Consider the function $f \in C_{st}$ given by $$ f(x) = x^2- \frac{\pi^2}{3} $$ for $x \in ]-\pi,\pi[$ Then I have to calculate the Fourier coefficient $c_n$ which I am struggling a little bit with.

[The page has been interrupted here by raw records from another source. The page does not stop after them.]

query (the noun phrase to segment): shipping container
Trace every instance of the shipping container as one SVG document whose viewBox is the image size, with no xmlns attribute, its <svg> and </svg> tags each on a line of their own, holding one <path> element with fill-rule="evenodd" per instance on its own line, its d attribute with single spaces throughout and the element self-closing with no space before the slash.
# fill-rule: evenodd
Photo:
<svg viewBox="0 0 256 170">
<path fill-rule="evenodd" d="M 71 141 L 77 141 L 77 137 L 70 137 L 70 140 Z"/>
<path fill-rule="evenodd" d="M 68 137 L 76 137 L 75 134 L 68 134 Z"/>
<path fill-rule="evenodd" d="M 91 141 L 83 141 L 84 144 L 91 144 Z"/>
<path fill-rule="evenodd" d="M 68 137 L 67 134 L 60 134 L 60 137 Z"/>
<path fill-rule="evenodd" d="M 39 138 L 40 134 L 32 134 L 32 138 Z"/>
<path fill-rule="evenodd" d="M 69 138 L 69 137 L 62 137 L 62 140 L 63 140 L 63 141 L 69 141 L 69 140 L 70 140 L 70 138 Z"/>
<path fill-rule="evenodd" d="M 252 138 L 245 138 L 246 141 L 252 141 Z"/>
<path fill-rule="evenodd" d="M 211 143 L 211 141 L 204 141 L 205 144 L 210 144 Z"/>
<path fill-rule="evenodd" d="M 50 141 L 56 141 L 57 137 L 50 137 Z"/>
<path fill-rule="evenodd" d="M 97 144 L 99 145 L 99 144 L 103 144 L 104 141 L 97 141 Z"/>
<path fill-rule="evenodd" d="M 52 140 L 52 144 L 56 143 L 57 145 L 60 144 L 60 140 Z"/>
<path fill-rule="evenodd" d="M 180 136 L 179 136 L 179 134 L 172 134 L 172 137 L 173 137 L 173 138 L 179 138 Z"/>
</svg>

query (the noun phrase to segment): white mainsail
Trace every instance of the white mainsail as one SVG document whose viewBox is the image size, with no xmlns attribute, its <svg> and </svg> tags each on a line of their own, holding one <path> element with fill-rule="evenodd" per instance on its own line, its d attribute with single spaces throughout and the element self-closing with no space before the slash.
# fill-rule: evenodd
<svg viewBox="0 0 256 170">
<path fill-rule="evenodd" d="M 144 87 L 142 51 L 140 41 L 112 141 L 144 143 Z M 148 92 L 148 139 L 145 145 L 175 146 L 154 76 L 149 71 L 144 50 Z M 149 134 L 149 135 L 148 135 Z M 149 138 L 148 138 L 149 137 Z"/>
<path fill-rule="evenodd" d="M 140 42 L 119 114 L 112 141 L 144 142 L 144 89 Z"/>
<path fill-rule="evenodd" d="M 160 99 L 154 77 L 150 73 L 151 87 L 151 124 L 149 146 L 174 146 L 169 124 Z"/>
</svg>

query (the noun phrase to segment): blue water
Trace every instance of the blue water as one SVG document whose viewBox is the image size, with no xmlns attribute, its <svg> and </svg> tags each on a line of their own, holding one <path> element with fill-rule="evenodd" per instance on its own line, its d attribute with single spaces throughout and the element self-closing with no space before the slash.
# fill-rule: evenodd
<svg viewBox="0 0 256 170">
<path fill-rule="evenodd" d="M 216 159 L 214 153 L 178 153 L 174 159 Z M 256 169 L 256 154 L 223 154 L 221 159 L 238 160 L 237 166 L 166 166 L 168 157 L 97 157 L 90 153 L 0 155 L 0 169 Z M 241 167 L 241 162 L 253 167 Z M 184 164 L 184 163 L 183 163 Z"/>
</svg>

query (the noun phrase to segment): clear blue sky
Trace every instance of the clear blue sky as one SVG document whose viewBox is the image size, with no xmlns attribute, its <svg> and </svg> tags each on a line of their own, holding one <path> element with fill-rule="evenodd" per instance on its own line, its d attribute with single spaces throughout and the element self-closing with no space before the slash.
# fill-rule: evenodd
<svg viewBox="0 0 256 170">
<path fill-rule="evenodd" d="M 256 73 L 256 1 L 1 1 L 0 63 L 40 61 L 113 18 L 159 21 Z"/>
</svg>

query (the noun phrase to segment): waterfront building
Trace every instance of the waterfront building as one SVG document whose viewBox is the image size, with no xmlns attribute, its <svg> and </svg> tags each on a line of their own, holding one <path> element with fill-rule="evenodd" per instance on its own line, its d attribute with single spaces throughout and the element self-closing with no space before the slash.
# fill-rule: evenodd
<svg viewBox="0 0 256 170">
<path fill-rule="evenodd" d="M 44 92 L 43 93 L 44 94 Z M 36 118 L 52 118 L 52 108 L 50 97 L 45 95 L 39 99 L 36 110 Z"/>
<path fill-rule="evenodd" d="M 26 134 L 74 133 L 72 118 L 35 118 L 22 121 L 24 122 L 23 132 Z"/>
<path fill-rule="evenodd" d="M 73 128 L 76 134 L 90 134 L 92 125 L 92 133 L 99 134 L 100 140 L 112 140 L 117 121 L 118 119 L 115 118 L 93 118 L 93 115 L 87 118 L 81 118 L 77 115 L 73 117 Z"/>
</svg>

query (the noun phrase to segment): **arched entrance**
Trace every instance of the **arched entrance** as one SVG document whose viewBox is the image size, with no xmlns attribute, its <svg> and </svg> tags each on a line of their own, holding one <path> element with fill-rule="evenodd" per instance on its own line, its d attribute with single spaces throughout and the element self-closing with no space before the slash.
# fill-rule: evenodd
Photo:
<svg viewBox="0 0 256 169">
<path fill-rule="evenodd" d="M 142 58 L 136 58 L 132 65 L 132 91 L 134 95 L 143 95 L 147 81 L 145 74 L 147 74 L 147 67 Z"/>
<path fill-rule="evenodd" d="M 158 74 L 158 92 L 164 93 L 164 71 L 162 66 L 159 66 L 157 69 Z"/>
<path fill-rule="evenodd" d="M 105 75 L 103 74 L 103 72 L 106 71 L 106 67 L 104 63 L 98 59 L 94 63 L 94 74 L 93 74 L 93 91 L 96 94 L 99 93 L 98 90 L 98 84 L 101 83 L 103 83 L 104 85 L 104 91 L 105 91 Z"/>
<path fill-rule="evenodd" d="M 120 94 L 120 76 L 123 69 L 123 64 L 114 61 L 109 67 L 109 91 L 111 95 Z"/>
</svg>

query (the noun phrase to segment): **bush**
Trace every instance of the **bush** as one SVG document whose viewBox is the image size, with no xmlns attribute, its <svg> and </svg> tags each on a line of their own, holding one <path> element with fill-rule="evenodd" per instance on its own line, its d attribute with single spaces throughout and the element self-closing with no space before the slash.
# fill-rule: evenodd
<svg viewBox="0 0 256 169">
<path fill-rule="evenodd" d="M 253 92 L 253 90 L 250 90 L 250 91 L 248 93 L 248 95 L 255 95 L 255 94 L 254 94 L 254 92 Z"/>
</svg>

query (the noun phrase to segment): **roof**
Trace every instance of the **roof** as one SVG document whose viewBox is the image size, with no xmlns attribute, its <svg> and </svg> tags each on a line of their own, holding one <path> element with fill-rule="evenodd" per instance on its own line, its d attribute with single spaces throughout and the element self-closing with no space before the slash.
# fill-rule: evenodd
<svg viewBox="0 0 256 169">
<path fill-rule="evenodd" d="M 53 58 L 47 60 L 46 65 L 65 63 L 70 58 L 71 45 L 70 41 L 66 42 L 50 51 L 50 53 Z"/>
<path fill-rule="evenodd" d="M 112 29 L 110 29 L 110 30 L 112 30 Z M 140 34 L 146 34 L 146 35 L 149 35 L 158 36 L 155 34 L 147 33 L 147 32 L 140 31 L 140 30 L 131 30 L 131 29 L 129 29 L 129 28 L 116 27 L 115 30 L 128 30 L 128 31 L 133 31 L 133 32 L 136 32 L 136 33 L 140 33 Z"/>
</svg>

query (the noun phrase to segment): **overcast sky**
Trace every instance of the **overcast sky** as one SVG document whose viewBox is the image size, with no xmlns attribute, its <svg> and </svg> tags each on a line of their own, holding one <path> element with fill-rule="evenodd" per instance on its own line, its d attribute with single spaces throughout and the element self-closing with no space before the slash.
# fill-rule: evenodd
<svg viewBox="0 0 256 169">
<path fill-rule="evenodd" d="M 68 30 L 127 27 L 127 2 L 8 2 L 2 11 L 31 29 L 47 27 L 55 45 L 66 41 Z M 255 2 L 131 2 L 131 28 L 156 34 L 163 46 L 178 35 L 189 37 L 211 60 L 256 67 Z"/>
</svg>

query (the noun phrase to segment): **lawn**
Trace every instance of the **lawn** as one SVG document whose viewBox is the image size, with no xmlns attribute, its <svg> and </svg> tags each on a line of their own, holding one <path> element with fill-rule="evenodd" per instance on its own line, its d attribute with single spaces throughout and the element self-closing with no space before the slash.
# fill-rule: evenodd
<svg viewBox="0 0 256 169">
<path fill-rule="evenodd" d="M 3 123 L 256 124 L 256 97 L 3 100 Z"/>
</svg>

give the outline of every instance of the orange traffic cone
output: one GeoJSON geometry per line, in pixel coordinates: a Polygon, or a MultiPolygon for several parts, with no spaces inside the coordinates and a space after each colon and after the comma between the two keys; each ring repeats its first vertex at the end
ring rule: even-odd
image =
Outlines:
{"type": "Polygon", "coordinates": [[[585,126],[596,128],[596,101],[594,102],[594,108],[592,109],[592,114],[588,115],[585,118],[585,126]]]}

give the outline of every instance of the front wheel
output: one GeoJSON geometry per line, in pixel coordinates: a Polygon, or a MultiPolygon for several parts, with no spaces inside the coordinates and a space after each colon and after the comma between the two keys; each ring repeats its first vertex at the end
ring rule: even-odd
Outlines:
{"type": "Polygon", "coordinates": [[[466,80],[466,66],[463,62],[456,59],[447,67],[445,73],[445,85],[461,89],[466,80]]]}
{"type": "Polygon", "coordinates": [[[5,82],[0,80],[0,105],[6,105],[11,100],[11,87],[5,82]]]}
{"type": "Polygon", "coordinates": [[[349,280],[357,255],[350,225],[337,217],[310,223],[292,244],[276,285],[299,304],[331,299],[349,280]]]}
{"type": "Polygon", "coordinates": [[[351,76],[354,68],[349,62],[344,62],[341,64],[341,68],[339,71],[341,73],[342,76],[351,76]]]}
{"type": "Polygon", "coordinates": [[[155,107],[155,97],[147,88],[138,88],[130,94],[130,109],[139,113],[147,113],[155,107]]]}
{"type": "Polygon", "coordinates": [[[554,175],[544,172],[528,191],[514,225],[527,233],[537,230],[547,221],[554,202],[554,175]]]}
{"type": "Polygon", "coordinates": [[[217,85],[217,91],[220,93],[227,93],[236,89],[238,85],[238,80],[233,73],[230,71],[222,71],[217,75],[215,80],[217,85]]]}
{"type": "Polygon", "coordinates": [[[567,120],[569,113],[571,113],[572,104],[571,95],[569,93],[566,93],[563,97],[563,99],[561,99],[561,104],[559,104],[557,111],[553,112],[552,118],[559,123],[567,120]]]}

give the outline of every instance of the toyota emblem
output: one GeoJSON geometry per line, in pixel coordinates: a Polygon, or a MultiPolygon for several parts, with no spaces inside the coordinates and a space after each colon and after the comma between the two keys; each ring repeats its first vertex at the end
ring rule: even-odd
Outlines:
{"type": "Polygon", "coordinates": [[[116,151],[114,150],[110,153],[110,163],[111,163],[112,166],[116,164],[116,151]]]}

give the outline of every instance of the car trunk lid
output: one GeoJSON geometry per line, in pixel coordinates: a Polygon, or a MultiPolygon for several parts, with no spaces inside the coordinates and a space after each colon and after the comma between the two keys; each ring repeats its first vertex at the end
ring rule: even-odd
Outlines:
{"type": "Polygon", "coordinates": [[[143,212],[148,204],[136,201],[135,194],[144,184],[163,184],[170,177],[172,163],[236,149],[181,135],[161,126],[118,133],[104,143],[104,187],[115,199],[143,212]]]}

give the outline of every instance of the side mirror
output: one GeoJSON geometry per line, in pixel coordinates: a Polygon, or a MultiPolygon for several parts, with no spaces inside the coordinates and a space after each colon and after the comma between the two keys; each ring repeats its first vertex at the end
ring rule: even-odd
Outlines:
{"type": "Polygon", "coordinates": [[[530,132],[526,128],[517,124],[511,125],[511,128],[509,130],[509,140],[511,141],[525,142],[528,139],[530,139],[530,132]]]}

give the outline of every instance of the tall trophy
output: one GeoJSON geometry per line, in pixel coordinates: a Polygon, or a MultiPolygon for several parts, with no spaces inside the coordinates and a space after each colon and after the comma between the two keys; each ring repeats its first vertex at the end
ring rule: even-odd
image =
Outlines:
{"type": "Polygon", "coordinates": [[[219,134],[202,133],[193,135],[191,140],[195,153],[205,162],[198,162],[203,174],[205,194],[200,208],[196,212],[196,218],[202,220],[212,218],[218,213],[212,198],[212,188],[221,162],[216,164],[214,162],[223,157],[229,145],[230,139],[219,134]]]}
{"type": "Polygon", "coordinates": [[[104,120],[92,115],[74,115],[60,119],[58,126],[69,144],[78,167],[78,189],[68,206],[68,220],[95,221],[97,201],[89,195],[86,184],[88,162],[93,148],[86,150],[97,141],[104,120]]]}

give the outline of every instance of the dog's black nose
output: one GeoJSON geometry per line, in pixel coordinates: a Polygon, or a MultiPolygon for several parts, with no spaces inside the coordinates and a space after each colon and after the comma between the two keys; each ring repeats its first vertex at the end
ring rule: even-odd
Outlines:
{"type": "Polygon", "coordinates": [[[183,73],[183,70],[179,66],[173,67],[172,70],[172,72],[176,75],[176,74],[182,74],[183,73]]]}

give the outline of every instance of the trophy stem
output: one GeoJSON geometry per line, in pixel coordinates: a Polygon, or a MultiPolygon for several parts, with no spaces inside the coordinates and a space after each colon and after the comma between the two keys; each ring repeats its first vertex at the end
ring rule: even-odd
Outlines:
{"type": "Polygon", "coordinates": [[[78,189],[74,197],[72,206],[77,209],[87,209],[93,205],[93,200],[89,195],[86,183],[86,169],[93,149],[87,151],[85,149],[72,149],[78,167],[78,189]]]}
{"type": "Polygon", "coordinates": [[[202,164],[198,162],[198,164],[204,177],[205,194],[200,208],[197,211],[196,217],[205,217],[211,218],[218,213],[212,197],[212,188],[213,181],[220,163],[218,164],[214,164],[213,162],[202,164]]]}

I know that $$ 2\pi c_n = \int_{-\pi}^\pi x^2e^{-inx} - \frac{\pi^2}{3} \int_{-\pi}^\pi e^{-inx} dx $$ For the case where $n \neq 0$ we have $$ \frac{\pi^2}{3} \int_{-\pi}^\pi e^{-inx} dx = 0 $$ Thus \begin{align*} 2 \pi c_n & = \int_{-\pi}^\pi x^2e^{-inx} dx = \frac{1}{-in} \left[x^2e^{-inx} \right]_{-\pi}^\pi - \frac{1}{-in} \int_{-\pi}^\pi 2xe^{-inx} dx \\ & = \frac{2}{in} \int_{-\pi}^\pi xe^{-inx} dx \\ & = \frac{2}{in} \left( \frac{1}{-in} \left[xe^{-inx} \right]_{-\pi}^\pi - \frac{1}{-in} \int_{-\pi}^\pi e^{-inx} dx \right) \\ & = \frac{2}{in} \left(-2\pi + \frac{1}{n^2} (e^{-in\pi} - e^{in\pi}) \right) \\ & = - \frac{4\pi}{in} \end{align*} which does not give the right answer. I can't see where I am doing a mistake. Do you mind helping me? Thanks
In the third line from the last,
$$\frac{2}{in}\left[\frac{1}{-i n}(xe^{-inx})\right]^\pi_{-\pi} = \frac{2}{+n^2}(\pi e^{-i\pi n} + \pi e^{i\pi n}) = \color{blue}{\frac{4\pi}{n^2}\cos(n\pi)} $$ and the next one $\left[\int_{-\pi}^\pi e^{-i n x}dx\right]$obviously becomes zero.